Cars in Books, September 1984
In “Pantaraxia — The Autobiography of Nubar Gulbenkian” (Hutchinson, 1963) we learn a lot about the oil millionaire, not least that in his younger days he drove as fast as he could, for example in the Hispano-Suiza his father had given him, at which time his wife had a Model-T Ford given to her by her father, possibly one of the fifty or one hundred war-surplus vehicles, which he shipped to Cuba. The Ford had red wheels and mudguards to off-set its special bodywork. Around 1925, when the Hispano was new, Herminia Gulbenkian tried to drive it through the gates of the Grand Hotel et des Iles Borromées at Stresa and hit one of the massive stone pillars, which was shifted a few inches. The chassis of the Hispano was badly damaged and it was out of use for four days while a mechanic was sent, at great expense, from Paris to repair it. Going there again in 1960, the millionaire noted that the gatepost was still out-of-true! There is also a reference to the Hispano being driven from Cherbourg to Paris faster than the boat-train, in spite of a lunch stop at Evreux.
Betore that, in 1920, Gulbenkian’s father sent him to Mont Dore to recover from a cold, telling one of the staff at the Paris Ritz to get his son a valet and a car, as he was leaving that afternoon. Not only was the perfect valet found almost immediately but in the Place Vendóme awaited a 40 hp Renault and chauffeur.

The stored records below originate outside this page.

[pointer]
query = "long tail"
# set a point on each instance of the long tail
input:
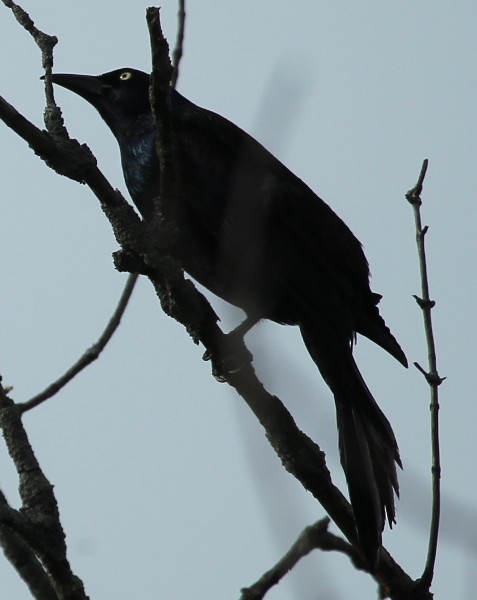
(368, 448)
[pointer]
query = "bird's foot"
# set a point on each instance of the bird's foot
(229, 356)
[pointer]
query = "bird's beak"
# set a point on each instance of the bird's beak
(89, 87)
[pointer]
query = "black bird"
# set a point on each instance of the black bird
(254, 234)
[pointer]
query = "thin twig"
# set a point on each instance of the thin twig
(179, 46)
(432, 377)
(314, 537)
(90, 355)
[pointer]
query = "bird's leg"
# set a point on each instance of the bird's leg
(230, 354)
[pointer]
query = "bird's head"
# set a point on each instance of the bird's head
(118, 96)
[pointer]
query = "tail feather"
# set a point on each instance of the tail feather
(368, 449)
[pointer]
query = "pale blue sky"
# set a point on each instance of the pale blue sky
(166, 485)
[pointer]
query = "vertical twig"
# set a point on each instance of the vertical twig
(432, 377)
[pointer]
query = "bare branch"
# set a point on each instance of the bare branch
(26, 564)
(179, 46)
(432, 377)
(91, 353)
(314, 537)
(38, 522)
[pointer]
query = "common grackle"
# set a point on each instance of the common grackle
(254, 234)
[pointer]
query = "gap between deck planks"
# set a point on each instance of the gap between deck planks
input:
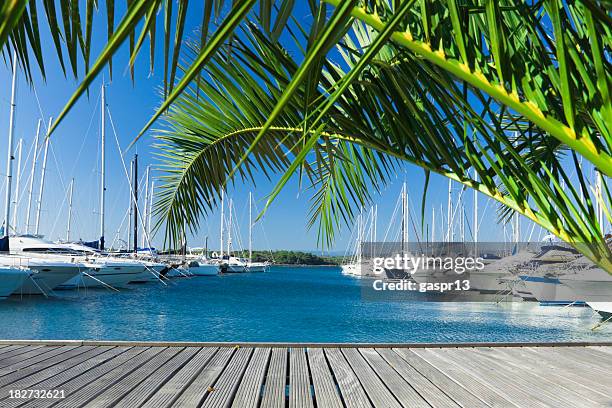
(126, 374)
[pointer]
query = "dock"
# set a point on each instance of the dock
(278, 375)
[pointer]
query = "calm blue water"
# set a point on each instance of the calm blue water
(285, 305)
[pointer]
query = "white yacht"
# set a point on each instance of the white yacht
(497, 276)
(11, 279)
(112, 270)
(540, 276)
(257, 266)
(88, 268)
(46, 273)
(201, 266)
(591, 284)
(233, 264)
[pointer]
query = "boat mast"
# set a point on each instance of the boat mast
(475, 209)
(42, 178)
(517, 231)
(599, 200)
(433, 224)
(135, 192)
(450, 212)
(229, 229)
(146, 210)
(150, 212)
(32, 172)
(129, 232)
(222, 222)
(17, 184)
(102, 168)
(403, 223)
(250, 227)
(69, 210)
(9, 161)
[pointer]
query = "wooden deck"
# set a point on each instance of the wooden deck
(157, 375)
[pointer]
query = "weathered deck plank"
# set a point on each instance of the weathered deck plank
(89, 391)
(112, 394)
(375, 388)
(249, 392)
(276, 379)
(138, 395)
(202, 385)
(224, 389)
(352, 392)
(304, 376)
(299, 382)
(173, 388)
(325, 391)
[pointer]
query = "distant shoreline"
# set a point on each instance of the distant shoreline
(305, 265)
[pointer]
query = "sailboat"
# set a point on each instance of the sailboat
(590, 284)
(227, 262)
(354, 266)
(11, 279)
(43, 274)
(250, 265)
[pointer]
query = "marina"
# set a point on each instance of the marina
(285, 304)
(322, 204)
(299, 375)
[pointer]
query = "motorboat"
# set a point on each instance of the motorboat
(11, 279)
(46, 273)
(591, 284)
(90, 268)
(202, 267)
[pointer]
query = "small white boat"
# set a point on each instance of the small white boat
(11, 279)
(257, 266)
(233, 264)
(496, 276)
(202, 267)
(95, 269)
(591, 284)
(49, 275)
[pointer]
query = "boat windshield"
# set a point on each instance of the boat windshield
(54, 251)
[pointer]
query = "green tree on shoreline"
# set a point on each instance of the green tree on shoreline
(402, 91)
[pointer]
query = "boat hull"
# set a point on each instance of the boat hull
(11, 279)
(596, 292)
(550, 292)
(117, 277)
(234, 269)
(257, 267)
(204, 270)
(47, 279)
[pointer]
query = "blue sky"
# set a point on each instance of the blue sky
(75, 154)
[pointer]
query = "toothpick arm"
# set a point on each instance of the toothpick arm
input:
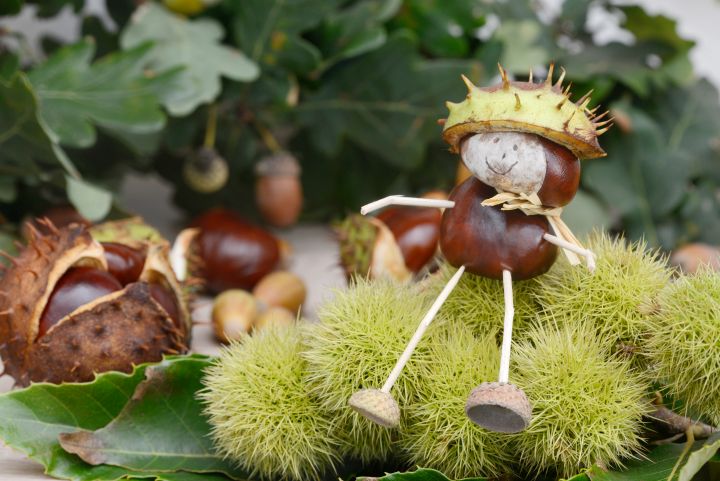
(587, 253)
(402, 200)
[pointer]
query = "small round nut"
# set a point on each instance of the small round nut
(274, 316)
(281, 289)
(233, 314)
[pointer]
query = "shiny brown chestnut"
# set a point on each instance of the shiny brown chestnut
(488, 240)
(234, 254)
(77, 287)
(416, 230)
(124, 262)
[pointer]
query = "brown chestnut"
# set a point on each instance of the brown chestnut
(77, 287)
(234, 254)
(124, 262)
(488, 240)
(416, 230)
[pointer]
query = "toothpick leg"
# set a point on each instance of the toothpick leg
(421, 330)
(587, 253)
(507, 327)
(402, 200)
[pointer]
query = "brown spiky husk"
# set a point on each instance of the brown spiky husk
(111, 333)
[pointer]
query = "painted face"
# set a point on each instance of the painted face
(509, 161)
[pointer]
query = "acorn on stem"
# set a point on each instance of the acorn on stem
(278, 191)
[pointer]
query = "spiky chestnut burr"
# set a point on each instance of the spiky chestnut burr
(354, 346)
(476, 301)
(437, 434)
(110, 330)
(616, 298)
(588, 405)
(261, 415)
(683, 348)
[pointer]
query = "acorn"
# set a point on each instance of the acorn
(281, 289)
(67, 314)
(206, 171)
(278, 191)
(368, 248)
(233, 314)
(225, 251)
(691, 257)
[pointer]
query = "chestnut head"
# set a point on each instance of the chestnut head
(521, 162)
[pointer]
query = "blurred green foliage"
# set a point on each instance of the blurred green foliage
(353, 88)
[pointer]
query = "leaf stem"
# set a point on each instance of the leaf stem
(211, 127)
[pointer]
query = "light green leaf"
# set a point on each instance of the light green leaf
(192, 44)
(419, 475)
(91, 201)
(162, 427)
(114, 92)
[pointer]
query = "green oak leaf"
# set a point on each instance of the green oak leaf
(393, 111)
(355, 30)
(26, 142)
(31, 420)
(115, 93)
(161, 428)
(659, 463)
(192, 44)
(90, 200)
(418, 475)
(269, 30)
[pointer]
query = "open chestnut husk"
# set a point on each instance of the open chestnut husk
(225, 251)
(65, 316)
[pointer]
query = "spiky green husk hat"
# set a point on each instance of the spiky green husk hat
(543, 108)
(684, 346)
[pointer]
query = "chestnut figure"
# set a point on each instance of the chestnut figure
(521, 143)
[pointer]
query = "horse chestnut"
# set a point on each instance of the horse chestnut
(77, 287)
(233, 253)
(124, 262)
(488, 240)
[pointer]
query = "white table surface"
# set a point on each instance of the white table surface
(315, 260)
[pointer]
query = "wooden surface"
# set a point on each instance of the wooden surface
(314, 259)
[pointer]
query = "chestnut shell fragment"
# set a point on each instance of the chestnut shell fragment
(488, 240)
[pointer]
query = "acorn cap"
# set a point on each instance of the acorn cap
(499, 407)
(377, 406)
(544, 109)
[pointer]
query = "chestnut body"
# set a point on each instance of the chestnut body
(487, 240)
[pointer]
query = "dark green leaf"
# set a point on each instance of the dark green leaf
(393, 111)
(90, 200)
(34, 417)
(114, 93)
(192, 44)
(660, 463)
(264, 29)
(419, 475)
(161, 428)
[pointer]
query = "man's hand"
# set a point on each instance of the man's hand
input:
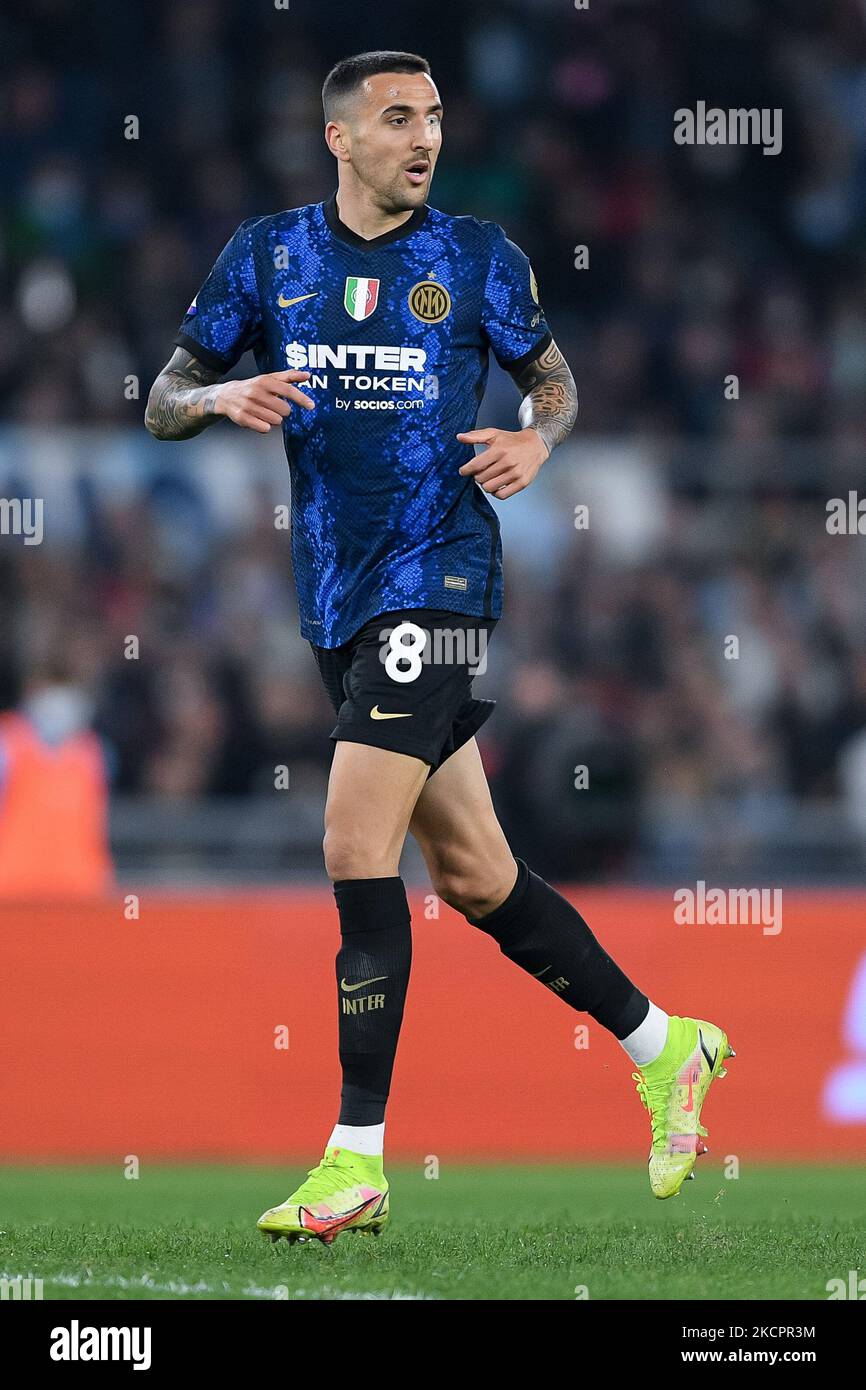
(262, 402)
(186, 398)
(510, 460)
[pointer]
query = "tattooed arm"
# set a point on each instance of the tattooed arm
(546, 413)
(188, 396)
(182, 398)
(549, 396)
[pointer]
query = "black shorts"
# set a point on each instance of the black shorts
(428, 716)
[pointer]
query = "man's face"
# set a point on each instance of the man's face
(394, 135)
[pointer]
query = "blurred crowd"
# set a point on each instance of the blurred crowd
(135, 139)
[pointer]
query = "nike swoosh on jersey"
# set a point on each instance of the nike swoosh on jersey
(285, 303)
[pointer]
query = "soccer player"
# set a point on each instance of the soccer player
(371, 317)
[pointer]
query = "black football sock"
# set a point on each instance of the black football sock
(544, 934)
(371, 979)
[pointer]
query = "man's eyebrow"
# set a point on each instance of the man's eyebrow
(406, 106)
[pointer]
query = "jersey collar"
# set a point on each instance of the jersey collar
(396, 234)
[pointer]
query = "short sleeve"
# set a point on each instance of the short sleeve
(513, 319)
(225, 316)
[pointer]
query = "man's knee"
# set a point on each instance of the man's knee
(352, 854)
(474, 888)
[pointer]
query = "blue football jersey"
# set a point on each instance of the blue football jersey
(395, 334)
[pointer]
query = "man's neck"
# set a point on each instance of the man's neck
(363, 217)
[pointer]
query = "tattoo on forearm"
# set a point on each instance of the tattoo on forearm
(549, 394)
(181, 401)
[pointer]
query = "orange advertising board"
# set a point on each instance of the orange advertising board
(206, 1029)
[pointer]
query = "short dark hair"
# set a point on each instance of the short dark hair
(349, 72)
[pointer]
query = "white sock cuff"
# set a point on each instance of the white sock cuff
(359, 1139)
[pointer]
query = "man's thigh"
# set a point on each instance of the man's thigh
(371, 794)
(456, 826)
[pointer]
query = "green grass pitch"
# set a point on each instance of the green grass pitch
(488, 1233)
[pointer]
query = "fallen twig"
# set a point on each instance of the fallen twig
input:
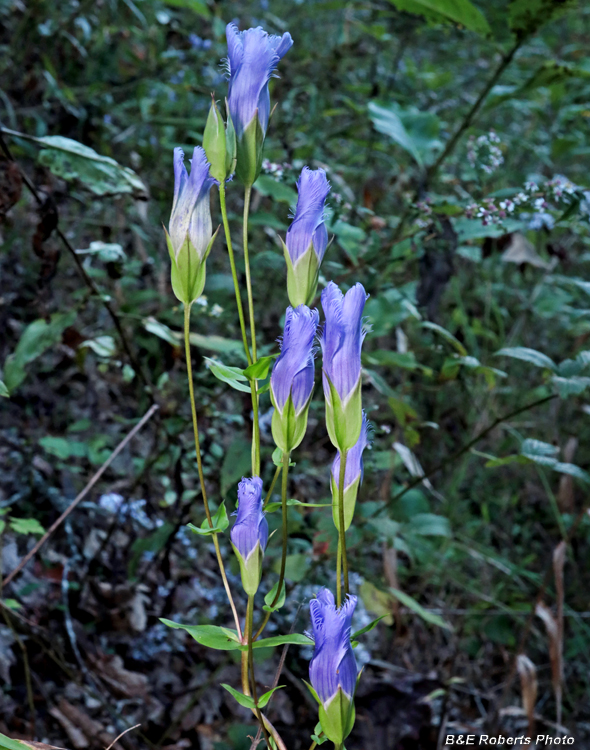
(81, 496)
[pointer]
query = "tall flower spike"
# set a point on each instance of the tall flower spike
(190, 234)
(291, 381)
(307, 237)
(333, 670)
(341, 341)
(249, 536)
(252, 57)
(353, 476)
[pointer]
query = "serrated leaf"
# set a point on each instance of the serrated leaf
(412, 604)
(528, 355)
(233, 376)
(461, 12)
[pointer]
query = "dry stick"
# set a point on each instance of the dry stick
(122, 733)
(465, 448)
(153, 409)
(531, 616)
(81, 270)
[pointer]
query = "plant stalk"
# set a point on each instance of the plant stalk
(189, 369)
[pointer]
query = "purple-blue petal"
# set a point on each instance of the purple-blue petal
(251, 527)
(333, 664)
(252, 58)
(354, 458)
(191, 213)
(342, 337)
(308, 224)
(293, 370)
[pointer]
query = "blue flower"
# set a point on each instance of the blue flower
(293, 371)
(307, 237)
(252, 57)
(333, 665)
(250, 531)
(291, 380)
(342, 338)
(191, 212)
(309, 227)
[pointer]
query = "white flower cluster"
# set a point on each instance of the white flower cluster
(275, 170)
(533, 197)
(484, 152)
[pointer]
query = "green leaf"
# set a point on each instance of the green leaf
(269, 598)
(211, 636)
(447, 335)
(525, 17)
(259, 369)
(387, 121)
(26, 526)
(6, 743)
(75, 162)
(367, 628)
(412, 604)
(528, 355)
(233, 376)
(461, 12)
(36, 339)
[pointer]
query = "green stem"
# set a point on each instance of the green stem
(286, 459)
(253, 383)
(342, 529)
(189, 369)
(234, 274)
(249, 622)
(272, 485)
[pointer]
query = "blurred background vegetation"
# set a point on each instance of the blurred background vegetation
(456, 141)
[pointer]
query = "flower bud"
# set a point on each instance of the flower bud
(189, 237)
(252, 57)
(249, 536)
(333, 670)
(341, 341)
(353, 477)
(307, 237)
(291, 380)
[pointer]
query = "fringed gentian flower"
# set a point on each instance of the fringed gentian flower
(307, 237)
(190, 234)
(252, 57)
(341, 341)
(249, 536)
(291, 381)
(332, 670)
(353, 476)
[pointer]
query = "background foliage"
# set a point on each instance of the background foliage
(475, 316)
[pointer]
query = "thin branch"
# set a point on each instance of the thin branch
(81, 270)
(466, 447)
(153, 409)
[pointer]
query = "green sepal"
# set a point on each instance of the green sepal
(214, 143)
(337, 719)
(288, 427)
(302, 278)
(249, 152)
(350, 495)
(187, 273)
(344, 420)
(269, 598)
(250, 569)
(230, 143)
(220, 523)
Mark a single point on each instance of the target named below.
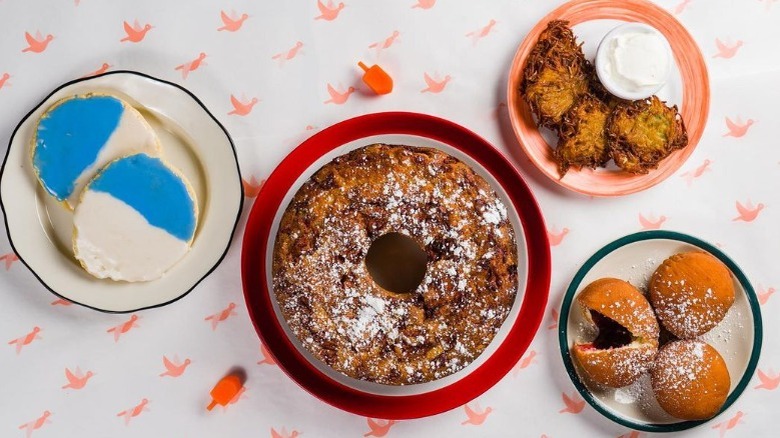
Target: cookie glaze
(79, 135)
(135, 220)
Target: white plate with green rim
(634, 258)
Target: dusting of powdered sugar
(349, 322)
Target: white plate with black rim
(634, 258)
(40, 229)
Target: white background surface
(291, 96)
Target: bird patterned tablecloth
(274, 72)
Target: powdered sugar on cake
(362, 330)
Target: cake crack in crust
(347, 321)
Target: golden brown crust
(690, 380)
(615, 367)
(347, 321)
(623, 303)
(582, 140)
(691, 293)
(642, 133)
(555, 74)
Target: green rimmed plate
(634, 258)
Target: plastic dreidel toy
(377, 79)
(224, 391)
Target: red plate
(254, 268)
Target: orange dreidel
(377, 79)
(225, 390)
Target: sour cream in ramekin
(633, 61)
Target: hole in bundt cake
(396, 262)
(611, 334)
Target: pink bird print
(681, 6)
(252, 187)
(173, 369)
(4, 80)
(36, 424)
(748, 212)
(134, 411)
(26, 339)
(524, 362)
(135, 32)
(328, 12)
(424, 4)
(103, 68)
(737, 128)
(768, 381)
(574, 404)
(221, 315)
(650, 222)
(763, 295)
(378, 428)
(434, 86)
(232, 22)
(730, 423)
(476, 415)
(338, 97)
(189, 67)
(554, 324)
(386, 43)
(242, 108)
(696, 173)
(482, 32)
(556, 237)
(38, 43)
(9, 259)
(289, 54)
(267, 358)
(123, 328)
(726, 51)
(284, 434)
(78, 379)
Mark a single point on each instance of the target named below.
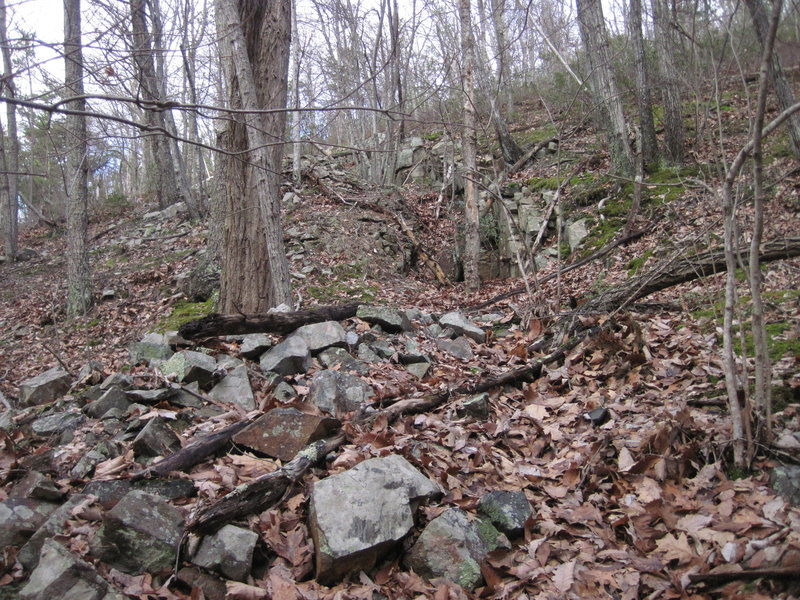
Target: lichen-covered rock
(235, 388)
(45, 387)
(63, 575)
(320, 336)
(228, 551)
(507, 510)
(283, 432)
(462, 326)
(287, 358)
(389, 319)
(139, 535)
(451, 546)
(339, 393)
(380, 496)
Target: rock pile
(318, 377)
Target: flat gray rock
(320, 336)
(45, 387)
(452, 547)
(339, 393)
(63, 575)
(235, 388)
(380, 496)
(139, 535)
(287, 358)
(462, 326)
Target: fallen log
(262, 493)
(682, 269)
(193, 454)
(216, 324)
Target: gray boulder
(389, 319)
(785, 480)
(339, 393)
(508, 511)
(381, 495)
(139, 535)
(63, 575)
(152, 349)
(462, 326)
(235, 388)
(283, 432)
(228, 551)
(189, 366)
(287, 358)
(57, 423)
(156, 439)
(28, 555)
(320, 336)
(451, 546)
(45, 387)
(254, 345)
(20, 518)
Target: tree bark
(609, 116)
(649, 146)
(79, 285)
(472, 243)
(255, 45)
(666, 45)
(10, 146)
(783, 89)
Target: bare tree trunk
(10, 147)
(666, 45)
(608, 103)
(162, 183)
(79, 285)
(472, 243)
(783, 89)
(256, 38)
(649, 146)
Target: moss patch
(183, 312)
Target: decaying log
(195, 453)
(262, 493)
(594, 256)
(526, 373)
(746, 575)
(682, 269)
(216, 324)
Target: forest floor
(630, 509)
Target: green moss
(543, 183)
(636, 264)
(183, 312)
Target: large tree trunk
(643, 94)
(666, 46)
(10, 147)
(609, 116)
(162, 185)
(255, 46)
(472, 243)
(783, 89)
(79, 286)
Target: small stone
(283, 432)
(254, 345)
(389, 319)
(508, 511)
(44, 388)
(462, 326)
(287, 358)
(228, 551)
(156, 439)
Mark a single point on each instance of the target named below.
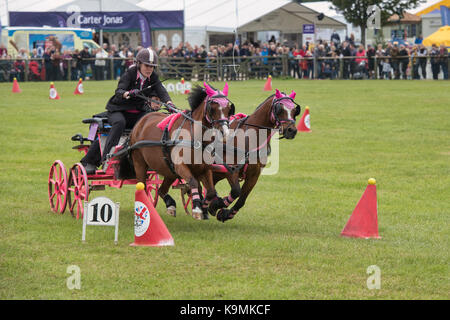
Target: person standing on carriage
(125, 108)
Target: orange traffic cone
(268, 85)
(16, 88)
(79, 89)
(363, 222)
(53, 93)
(149, 229)
(304, 124)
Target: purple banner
(145, 31)
(308, 28)
(144, 21)
(445, 15)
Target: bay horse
(277, 112)
(210, 108)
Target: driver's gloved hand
(170, 103)
(133, 93)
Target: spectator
(335, 39)
(361, 61)
(346, 53)
(107, 61)
(76, 65)
(443, 61)
(386, 69)
(19, 69)
(403, 60)
(85, 61)
(56, 44)
(3, 51)
(66, 60)
(415, 62)
(114, 54)
(419, 40)
(380, 54)
(48, 63)
(394, 60)
(434, 60)
(56, 72)
(422, 60)
(100, 64)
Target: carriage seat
(102, 121)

A lady companion had also been thought of, but she Nubar refused . . . Unfortunately few other cars are referred to, apart from the Rolls-Royce lent to Gulbenkian for his honeymoon by his best-man, Constantine Chadinoff, which was involved in a skid and turned over coming back from Deauville, fortunately when driven by its owner. Other Rolls-Royces, owned by exiled Jews, are mentioned as being abandoned in Lisbon after Western Europe had fallen to Germany in WW2, at “two-a-penny”. What befell these cars, one wonders?
I now have a confession to make. When compiling the lists of Brooklands Certificates for one of the Appendices to my “History of Brooklands Motor Course” I had to decipher these from the hand-written entries in the actual BARC record books. One name was particularly difficult to read but I decided the nearest I could get was “M. Iulkenkian”. I think now that it was probably N. Gulbenkian who had got the BARC to officially time a 36/220 Mercedes-Benz coupé over a flying kilo and mile, which he covered, respectively, at 100.40 mph and 91.37 mph. That was in October 1928, so the Mercedes could have been the successor to the Hispano Suiza, or was this a test, done at Motor Show time, to see whether the multi-millionaire preferred the German car? Unfortunately, the book does not tell us, although the London taxi which Gulbenkian later had fitted with a special body by Jack Barclay Ltd for town work, is mentioned, as are some of the aeroplanes and flying boats the oil baron flew in, and the accident on a road close to Heston aerodrome involving a DH Dragon, from which Gulbenkian had a very narrow escape from being burnt to death. His chauffeur had been told, with the care the very wealthy often devote to themselves, always to wait until any aeroplane in which Nubar was flying was airborne, in case of disaster. In this case his car was quickly on the scene, to convey him to the London Clinic. His faithful chauffeur, Wooster, served him from 1920 until he was pensioned off in 1950, to die in 1964. W.B.